Gull Rocks Light
- Location: Narragansett Bay near Newport, Rhode Island
- Coordinates: 41°30′8.5″N 71°19′59″W﻿ / ﻿41.502361°N 71.33306°W

Tower
- Construction: Wood frame
- Automated: 1960
- Height: 33 feet (10 m)
- Shape: A-frame house with skeleton tower added in 1928

Light
- First lit: 1887
- Deactivated: 1969
- Lens: two lens lanterns

= Gull Rocks Light =

The Gull Rocks Light was a lighthouse at the entrance to Newport harbor northwest of Rose Island. A unique A-frame structure, it was supplemented with a skeleton tower in 1928.

==History==
The Gull Rocks obstruct the passage north of Rose Island, and in the mid-19th century the Old Colony Steamboat Company took steps to mark the reef. Initially an employee of the company was stationed on the rocks with a horn; later, a lamp on a post was erected.

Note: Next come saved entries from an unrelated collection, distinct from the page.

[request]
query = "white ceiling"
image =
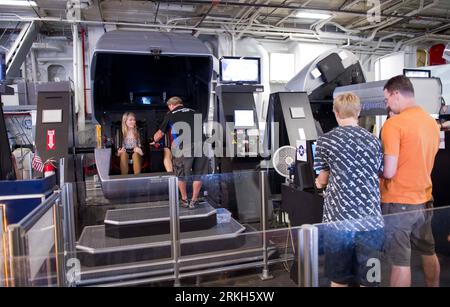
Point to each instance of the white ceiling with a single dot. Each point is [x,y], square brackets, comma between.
[407,21]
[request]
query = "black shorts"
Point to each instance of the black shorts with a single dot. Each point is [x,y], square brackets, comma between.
[408,227]
[186,167]
[350,256]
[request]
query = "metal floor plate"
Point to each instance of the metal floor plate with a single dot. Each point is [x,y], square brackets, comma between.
[93,239]
[145,215]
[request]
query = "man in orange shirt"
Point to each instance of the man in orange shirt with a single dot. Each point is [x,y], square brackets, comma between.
[410,143]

In 1885 the Lighthouse Service made its first request to replace this lamp with a federal lighthouse, but the replacement was not constructed until 1887. The wooden A-frame house was unlike anything else in the area, and it had neither tower nor lantern room. Instead, a lamp was hung in either gable: red on one end, and white on the other. The unique roof caused some problems with the usual practice of collecting rainwater in cisterns, as it was prone to contamination from salt spray. The first keeper, Frederick Purinton, was badly injured in 1894 by an assailant believed to be a local lobsterman, and quit the post two weeks later.

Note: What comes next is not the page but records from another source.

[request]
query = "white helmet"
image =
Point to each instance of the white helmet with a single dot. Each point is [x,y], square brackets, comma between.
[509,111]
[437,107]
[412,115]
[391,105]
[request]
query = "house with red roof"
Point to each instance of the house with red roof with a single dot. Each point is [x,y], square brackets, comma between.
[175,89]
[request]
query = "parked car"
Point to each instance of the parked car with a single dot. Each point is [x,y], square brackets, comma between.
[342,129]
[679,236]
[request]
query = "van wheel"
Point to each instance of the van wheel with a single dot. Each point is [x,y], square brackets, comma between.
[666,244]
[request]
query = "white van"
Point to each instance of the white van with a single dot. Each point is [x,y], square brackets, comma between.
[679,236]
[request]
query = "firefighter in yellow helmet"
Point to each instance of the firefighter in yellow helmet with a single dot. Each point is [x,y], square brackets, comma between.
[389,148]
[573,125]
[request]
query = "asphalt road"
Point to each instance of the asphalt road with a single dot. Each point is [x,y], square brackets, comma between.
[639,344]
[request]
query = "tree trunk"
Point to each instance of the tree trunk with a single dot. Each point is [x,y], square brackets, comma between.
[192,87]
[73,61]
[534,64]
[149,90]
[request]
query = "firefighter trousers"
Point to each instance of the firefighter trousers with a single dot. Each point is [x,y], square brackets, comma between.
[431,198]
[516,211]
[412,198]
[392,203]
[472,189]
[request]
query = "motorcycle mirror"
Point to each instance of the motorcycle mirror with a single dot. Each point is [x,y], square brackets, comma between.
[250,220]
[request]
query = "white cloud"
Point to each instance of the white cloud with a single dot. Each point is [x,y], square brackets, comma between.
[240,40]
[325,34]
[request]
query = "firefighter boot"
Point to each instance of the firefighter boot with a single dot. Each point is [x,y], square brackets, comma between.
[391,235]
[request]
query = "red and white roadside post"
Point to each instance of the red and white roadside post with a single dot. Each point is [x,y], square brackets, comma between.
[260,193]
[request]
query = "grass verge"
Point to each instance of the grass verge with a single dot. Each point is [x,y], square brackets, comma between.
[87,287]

In 1900 the original lamps were replaced by brighter lanterns, but the same arrangement of hanging them obtained. Then in 1928 a small skeleton tower was erected next to the house, sporting an acetylene lamp. The station survived the devastating hurricane of 1938 and was staffed until 1960, when the light was automated and the house demolished. In 1969 construction of the Newport Bridge, which passes immediately adjacent to the rocks, rendered the light useless, and the tower was likewise removed, leaving the tiny oil house as the sole remaining trace of the station.